Bleak House Full Text: Chapter 19

Bleak House Full Text: Chapter 19 : Page 2

The bar of England is scattered over the face of the earth. How England can get on through four long summer months without its bar--which is its acknowledged refuge in adversity and its only legitimate triumph in prosperity--is beside the question; assuredly that shield and buckler of Britannia are not in present wear. The learned gentleman who is always so tremendously indignant at the unprecedented outrage committed on the feelings of his client by the opposite party that he never seems likely to recover it is doing infinitely better than might be expected in Switzerland. The learned gentleman who does the withering business and who blights all opponents with his gloomy sarcasm is as merry as a grig at a French watering-place. The learned gentleman who weeps by the pint on the smallest provocation has not shed a tear these six weeks. The very learned gentleman who has cooled the natural heat of his gingery complexion in pools and fountains of law until he has become great in knotty arguments for term-time, when he poses the drowsy bench with legal "chaff," inexplicable to the uninitiated and to most of the initiated too, is roaming, with a characteristic delight in aridity and dust, about Constantinople. Other dispersed fragments of the same great palladium are to be found on the canals of Venice, at the second cataract of the Nile, in the baths of Germany, and sprinkled on the sea-sand all over the English coast. Scarcely one is to be encountered in the deserted region of Chancery Lane. If such a lonely member of the bar do flit across the waste and come upon a prowling suitor who is unable to leave off haunting the scenes of his anxiety, they frighten one another and retreat into opposite shades.

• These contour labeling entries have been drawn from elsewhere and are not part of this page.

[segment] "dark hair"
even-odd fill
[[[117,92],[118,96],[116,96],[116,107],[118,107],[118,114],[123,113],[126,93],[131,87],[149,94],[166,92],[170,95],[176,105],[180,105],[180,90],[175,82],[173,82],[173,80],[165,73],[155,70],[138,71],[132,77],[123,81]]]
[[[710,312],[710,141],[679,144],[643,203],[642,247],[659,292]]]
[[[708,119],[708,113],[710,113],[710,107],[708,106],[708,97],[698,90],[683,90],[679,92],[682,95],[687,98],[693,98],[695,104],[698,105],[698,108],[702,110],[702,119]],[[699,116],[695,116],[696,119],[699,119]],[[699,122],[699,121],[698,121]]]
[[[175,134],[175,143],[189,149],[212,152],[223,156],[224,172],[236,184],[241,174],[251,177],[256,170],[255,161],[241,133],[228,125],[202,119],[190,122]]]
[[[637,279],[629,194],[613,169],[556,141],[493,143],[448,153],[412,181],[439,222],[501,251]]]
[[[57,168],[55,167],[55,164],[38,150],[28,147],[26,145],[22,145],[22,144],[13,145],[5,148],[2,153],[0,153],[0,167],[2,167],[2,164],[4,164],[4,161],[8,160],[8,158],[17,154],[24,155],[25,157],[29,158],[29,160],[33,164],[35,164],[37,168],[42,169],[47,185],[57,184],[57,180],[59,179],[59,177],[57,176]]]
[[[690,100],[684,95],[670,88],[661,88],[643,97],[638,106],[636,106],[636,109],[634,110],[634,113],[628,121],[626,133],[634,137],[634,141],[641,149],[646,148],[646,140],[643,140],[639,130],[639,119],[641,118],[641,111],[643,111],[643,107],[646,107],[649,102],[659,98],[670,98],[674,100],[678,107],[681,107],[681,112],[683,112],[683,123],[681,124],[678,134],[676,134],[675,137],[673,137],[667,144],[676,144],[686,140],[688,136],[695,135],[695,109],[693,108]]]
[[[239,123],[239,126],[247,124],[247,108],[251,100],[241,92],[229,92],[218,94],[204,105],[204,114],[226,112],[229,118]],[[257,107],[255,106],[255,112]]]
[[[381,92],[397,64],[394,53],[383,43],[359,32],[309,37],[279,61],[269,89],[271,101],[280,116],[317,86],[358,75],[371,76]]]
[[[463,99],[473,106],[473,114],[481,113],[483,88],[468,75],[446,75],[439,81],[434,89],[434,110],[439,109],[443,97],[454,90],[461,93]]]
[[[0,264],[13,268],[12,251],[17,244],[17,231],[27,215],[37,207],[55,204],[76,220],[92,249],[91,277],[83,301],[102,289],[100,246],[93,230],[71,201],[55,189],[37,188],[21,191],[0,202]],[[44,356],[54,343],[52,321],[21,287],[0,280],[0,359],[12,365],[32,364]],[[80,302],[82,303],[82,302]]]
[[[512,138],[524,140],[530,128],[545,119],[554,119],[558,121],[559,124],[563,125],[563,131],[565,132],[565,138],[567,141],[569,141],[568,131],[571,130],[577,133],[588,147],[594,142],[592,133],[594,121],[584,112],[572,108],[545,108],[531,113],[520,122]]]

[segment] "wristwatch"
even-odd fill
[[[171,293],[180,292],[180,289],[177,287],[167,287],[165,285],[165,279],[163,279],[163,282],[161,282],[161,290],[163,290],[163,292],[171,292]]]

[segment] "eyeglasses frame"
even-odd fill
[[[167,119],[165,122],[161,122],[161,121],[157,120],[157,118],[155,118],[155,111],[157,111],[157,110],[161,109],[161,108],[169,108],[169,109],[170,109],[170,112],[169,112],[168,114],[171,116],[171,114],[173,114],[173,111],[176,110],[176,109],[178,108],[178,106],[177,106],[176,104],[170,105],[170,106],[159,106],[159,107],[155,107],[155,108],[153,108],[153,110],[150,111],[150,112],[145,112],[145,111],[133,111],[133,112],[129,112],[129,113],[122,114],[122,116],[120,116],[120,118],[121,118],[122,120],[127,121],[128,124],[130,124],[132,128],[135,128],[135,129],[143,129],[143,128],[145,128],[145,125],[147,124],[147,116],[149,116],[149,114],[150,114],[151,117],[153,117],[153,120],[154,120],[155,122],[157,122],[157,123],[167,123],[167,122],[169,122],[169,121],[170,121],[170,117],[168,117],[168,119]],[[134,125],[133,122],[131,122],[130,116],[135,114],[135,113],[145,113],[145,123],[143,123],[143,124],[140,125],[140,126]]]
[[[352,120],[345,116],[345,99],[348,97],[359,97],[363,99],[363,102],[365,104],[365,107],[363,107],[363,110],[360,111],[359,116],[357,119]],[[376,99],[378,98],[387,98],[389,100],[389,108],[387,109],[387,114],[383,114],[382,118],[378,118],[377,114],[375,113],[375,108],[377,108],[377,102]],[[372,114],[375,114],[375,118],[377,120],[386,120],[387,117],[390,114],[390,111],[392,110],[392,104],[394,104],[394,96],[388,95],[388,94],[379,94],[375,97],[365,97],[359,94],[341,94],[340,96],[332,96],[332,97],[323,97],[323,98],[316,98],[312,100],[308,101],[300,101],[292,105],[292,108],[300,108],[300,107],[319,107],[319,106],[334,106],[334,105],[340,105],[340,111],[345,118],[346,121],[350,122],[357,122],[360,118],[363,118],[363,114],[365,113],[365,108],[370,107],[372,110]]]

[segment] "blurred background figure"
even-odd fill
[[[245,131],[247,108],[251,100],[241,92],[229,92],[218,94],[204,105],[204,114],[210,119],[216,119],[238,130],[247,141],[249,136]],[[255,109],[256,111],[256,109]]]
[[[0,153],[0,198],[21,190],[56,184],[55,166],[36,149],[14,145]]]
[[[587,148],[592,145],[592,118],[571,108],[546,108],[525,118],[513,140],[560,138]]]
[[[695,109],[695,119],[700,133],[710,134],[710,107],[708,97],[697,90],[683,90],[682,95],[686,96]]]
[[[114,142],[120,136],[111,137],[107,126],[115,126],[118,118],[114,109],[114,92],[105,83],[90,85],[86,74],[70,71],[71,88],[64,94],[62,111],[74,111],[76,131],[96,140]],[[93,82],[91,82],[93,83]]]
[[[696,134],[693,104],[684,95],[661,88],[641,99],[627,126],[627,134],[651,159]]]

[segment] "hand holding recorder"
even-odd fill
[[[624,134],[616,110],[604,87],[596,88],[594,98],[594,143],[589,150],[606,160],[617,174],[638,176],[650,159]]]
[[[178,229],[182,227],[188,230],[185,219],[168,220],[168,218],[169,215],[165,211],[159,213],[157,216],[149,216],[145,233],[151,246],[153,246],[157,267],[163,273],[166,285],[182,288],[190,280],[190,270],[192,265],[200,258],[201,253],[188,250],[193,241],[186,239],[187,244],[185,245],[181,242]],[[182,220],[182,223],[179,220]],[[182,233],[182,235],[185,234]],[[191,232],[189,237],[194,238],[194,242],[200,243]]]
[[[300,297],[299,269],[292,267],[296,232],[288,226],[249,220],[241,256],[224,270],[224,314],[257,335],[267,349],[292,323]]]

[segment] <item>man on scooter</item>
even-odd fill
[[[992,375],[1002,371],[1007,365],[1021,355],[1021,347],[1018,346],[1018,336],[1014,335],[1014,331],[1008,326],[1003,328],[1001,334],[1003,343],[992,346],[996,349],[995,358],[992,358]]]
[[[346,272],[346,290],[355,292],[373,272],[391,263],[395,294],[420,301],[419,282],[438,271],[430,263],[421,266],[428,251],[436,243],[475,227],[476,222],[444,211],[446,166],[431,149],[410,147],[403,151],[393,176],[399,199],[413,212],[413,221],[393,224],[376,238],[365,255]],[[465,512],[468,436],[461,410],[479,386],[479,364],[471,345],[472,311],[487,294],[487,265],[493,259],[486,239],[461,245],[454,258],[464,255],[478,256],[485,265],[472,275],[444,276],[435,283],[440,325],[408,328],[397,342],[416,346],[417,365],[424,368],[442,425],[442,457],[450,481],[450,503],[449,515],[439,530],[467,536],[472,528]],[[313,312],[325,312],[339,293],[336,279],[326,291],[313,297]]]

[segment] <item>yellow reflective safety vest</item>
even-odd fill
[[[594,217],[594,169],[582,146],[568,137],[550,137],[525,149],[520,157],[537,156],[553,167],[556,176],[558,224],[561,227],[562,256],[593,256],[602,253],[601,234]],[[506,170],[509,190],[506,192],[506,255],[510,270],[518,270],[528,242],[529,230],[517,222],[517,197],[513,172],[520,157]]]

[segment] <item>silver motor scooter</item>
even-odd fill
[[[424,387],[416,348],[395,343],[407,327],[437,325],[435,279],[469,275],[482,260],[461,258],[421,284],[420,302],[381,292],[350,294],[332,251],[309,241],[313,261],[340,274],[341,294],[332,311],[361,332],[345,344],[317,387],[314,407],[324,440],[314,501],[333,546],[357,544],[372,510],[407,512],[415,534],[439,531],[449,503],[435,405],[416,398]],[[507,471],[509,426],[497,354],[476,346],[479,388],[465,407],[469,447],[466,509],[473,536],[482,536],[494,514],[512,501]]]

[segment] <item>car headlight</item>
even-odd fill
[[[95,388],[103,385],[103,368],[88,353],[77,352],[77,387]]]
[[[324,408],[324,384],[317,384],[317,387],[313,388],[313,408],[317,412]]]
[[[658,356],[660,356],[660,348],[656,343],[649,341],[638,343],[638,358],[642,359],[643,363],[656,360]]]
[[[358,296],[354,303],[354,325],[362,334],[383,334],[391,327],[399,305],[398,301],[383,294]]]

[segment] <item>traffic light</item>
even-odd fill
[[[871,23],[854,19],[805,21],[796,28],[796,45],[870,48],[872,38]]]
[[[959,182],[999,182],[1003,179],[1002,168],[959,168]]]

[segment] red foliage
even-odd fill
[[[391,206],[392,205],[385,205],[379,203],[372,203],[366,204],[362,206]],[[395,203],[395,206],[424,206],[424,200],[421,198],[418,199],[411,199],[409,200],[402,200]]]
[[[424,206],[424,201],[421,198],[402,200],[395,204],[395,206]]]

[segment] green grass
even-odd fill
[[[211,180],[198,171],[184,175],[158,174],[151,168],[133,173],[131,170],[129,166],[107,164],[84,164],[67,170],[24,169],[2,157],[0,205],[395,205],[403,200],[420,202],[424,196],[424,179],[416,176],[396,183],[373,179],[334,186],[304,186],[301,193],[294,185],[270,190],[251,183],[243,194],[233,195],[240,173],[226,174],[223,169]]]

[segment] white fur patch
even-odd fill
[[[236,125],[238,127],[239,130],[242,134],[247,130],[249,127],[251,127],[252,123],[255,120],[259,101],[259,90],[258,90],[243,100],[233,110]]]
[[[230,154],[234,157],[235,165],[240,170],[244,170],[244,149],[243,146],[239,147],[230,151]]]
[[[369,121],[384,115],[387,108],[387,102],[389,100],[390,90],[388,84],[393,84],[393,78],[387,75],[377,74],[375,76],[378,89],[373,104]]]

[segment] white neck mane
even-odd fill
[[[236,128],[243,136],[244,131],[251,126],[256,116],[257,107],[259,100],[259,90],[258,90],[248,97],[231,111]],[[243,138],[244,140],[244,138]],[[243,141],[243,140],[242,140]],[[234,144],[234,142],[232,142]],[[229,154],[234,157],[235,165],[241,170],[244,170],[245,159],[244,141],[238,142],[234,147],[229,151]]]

It is the hottest long vacation known for many years. All the young clerks are madly in love, and according to their various degrees, pine for bliss with the beloved object, at Margate, Ramsgate, or Gravesend. All the middle-aged clerks think their families too large. All the unowned dogs who stray into the Inns of Court and pant about staircases and other dry places seeking water give short howls of aggravation. All the blind men's dogs in the streets draw their masters against pumps or trip them over buckets. A shop with a sun-blind, and a watered pavement, and a bowl of gold and silver fish in the window, is a sanctuary. Temple Bar gets so hot that it is, to the adjacent Strand and Fleet Street, what a heater is in an urn, and keeps them simmering all night.

There are offices about the Inns of Court in which a man might be cool, if any coolness were worth purchasing at such a price in dullness; but the little thoroughfares immediately outside those retirements seem to blaze. In Mr. Krook's court, it is so hot that the people turn their houses inside out and sit in chairs upon the pavement--Mr. Krook included, who there pursues his studies, with his cat (who never is too hot) by his side. The Sol's Arms has discontinued the Harmonic Meetings for the season, and Little Swills is engaged at the Pastoral Gardens down the river, where he comes out in quite an innocent manner and sings comic ditties of a juvenile complexion calculated (as the bill says) not to wound the feelings of the most fastidious mind.

Over all the legal neighbourhood there hangs, like some great veil of rust or gigantic cobweb, the idleness and pensiveness of the long vacation. Mr. Snagsby, law-stationer of Cook's Court, Cursitor Street, is sensible of the influence not only in his mind as a sympathetic and contemplative man, but also in his business as a law-stationer aforesaid. He has more leisure for musing in Staple Inn and in the Rolls Yard during the long vacation than at other seasons, and he says to the two 'prentices, what a thing it is in such hot weather to think that you live in an island with the sea a-rolling and a-bowling right round you.